Wie wohnen Sie? Gibt es in der Wohnung Schimmel? Wie sind die Böden (Teppichböden / Wollteppiche / behandeltes Holz) beschaffen? Wo verläuft der Strom? Haben Sie einen Raum ganz für sich?

Gewiss ist es zumindest mit einiger Erfahrung nicht nötig, Fragen schematisch abzuarbeiten. Doch die hier genannten habe ich ausser der Krankengeschichte und der familiären Anamnese immer im Blick.

Das Beste kommt zum Schluss:

  • Wie ist Ihre Haltung im Gespräch? Wie sprechen Sie?

Hier liegt vielleicht der zentralste Punkt.
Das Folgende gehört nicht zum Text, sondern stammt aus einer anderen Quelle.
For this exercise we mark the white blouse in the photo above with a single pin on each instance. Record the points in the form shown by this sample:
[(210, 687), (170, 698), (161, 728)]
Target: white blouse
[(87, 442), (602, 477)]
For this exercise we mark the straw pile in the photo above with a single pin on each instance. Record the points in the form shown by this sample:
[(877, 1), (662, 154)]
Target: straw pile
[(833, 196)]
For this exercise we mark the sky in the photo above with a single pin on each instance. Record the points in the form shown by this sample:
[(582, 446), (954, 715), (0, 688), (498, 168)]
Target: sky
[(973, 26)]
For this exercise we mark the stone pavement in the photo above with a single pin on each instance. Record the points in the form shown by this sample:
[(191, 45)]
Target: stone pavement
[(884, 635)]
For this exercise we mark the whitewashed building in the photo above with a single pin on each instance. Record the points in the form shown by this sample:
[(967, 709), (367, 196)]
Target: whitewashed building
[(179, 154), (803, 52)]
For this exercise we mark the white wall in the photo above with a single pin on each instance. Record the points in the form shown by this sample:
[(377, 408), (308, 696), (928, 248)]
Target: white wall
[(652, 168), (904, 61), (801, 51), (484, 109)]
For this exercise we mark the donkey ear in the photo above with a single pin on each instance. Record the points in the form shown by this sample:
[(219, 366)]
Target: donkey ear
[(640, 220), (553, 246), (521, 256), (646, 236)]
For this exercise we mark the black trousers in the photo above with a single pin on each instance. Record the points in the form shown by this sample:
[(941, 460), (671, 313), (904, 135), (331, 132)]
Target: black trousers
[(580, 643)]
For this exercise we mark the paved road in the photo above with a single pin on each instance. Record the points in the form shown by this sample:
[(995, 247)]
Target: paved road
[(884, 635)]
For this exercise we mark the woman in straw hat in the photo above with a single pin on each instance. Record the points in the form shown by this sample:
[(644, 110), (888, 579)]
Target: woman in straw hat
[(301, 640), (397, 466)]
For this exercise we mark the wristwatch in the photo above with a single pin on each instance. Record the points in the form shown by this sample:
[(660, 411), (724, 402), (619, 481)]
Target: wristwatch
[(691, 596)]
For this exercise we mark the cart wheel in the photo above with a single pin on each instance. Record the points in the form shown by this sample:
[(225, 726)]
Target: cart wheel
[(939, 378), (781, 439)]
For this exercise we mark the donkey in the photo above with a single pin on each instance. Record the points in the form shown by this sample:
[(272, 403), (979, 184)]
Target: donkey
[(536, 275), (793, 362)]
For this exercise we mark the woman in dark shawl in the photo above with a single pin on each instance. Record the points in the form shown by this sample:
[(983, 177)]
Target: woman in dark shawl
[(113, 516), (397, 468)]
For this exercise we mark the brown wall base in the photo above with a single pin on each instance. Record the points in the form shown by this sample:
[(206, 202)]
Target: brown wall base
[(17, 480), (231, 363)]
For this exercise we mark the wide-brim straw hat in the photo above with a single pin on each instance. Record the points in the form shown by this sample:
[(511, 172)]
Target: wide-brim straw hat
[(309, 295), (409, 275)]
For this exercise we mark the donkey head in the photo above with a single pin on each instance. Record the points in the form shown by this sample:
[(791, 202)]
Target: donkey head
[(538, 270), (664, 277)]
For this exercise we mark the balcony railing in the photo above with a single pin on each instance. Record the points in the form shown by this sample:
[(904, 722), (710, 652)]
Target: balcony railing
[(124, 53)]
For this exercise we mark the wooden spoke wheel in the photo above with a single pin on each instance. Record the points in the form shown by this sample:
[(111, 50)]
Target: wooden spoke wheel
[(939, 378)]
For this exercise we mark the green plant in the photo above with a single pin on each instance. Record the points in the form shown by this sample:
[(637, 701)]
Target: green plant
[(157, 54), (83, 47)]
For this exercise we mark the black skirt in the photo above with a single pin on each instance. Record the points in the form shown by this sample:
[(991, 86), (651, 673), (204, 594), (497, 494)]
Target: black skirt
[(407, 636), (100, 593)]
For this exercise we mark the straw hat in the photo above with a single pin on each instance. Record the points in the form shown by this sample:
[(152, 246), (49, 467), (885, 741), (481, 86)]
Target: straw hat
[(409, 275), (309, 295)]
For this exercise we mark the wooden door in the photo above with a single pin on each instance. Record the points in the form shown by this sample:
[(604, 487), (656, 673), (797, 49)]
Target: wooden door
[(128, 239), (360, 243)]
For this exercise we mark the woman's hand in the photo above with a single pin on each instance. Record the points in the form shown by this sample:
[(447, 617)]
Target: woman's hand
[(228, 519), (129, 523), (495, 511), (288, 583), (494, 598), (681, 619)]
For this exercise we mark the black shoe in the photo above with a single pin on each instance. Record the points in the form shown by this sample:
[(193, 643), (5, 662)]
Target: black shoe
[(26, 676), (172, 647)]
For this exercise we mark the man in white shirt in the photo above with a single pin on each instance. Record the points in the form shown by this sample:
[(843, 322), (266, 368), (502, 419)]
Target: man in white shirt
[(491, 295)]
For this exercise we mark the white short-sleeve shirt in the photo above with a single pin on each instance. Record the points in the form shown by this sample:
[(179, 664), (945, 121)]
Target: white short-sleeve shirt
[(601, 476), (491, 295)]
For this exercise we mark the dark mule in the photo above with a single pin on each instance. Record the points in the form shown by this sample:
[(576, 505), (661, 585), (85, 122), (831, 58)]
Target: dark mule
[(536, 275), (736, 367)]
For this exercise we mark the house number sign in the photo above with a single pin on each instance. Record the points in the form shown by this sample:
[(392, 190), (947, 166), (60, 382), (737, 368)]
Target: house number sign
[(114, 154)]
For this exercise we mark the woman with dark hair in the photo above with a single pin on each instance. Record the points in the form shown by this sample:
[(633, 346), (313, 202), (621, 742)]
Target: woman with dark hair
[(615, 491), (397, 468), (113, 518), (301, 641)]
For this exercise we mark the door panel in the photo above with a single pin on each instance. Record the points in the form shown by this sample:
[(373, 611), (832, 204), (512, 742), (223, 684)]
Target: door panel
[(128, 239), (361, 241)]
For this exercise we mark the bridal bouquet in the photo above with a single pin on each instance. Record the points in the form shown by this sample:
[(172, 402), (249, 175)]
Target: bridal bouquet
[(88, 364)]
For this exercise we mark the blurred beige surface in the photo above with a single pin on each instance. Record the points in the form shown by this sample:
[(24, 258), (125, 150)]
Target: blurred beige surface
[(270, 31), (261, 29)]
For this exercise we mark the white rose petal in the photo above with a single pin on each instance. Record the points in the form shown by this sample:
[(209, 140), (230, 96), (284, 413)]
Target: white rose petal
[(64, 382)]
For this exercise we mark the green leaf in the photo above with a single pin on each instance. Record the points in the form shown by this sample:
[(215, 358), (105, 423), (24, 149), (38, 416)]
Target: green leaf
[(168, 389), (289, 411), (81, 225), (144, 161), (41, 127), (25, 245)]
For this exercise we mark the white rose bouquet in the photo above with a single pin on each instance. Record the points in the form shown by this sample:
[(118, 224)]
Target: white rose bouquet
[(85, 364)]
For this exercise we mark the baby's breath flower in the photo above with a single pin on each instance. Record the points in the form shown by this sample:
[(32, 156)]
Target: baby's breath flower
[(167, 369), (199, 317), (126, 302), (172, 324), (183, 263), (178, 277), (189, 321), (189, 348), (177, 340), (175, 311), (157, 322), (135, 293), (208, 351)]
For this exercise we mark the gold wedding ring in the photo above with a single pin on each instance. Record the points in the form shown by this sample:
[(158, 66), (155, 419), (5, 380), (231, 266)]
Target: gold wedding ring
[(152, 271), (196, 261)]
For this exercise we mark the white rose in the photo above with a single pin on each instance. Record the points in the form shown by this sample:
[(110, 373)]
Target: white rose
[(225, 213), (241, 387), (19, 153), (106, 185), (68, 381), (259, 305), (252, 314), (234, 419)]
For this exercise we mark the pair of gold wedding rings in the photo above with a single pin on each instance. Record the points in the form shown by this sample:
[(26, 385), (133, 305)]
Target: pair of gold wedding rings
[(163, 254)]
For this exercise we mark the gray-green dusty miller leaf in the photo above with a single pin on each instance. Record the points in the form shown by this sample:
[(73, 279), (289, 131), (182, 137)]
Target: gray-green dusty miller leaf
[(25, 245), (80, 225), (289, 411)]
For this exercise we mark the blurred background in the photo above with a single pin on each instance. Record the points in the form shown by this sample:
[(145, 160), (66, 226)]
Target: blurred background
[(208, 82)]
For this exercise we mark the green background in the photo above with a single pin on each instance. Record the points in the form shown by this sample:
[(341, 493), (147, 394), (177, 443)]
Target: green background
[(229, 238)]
Menschen wollen da abgeholt werden, wo sie stehen. Sie wollen, dass wir so mit ihnen sprechen, dass sie uns verstehen und sich auch angenommen fühlen. Empathie versus Belehrung könnte hier ein Schlüssel sein. Aber auch ein gerüttelt Maß an Nüchternheit gehört dazu, ein Mit-Leiden ist deutlich zu weit gegangen.

Für unsere Patient*innen sind wir oft genug der Fels in der Brandung. Dem in einem gewissen Maß gerecht zu werden ist oft nicht leicht. Unsere Herausforderung liegt darin, sowohl eine professionelle Distanz zu wahren als auch mit dem Herzen dabei zu sein.

Ich habe schon Kolleginnen und Kollegen im Patientengespräch fortgebildet. Manchmal war ich erschüttert darüber, dass der erhobene Zeigefinger oder ein pseudo-ärztliches Gehabe zum Gesprächsstil gehörte. Doch die Patienten kommen doch gerade wegen anderer Qualitäten! Sie wollen wahrgenommen, als Gegenüber angesprochen und in ihren Befindlichkeiten ernstgenommen werden.

Es lohnt sich für alle Therapeut*innen, hier ein Augenmerk drauf zu legen. Vieles kann hier vom Ansatz: Gewaltfreie Kommunikation, nach Marschall Rosenberg, gelernt werden.

Als Einstieg empfehle ich ein kleines Büchlein. Es heisst: „Wenn die Giraffe mit dem Wolf tanzt“ von Serena Rust. Darin finden Sie wirklich gute Impulse. Und gegebenenfalls lohnt sich sogar ein Kurzworkshop.

Denn in der Gesprächsführung liegt eine der Chancen für beruflichen Erfolg, die wir als Heilpraktiker*innen wirklich nutzen können. Wir setzen die Zeit ein, also nutzen wir sie auch!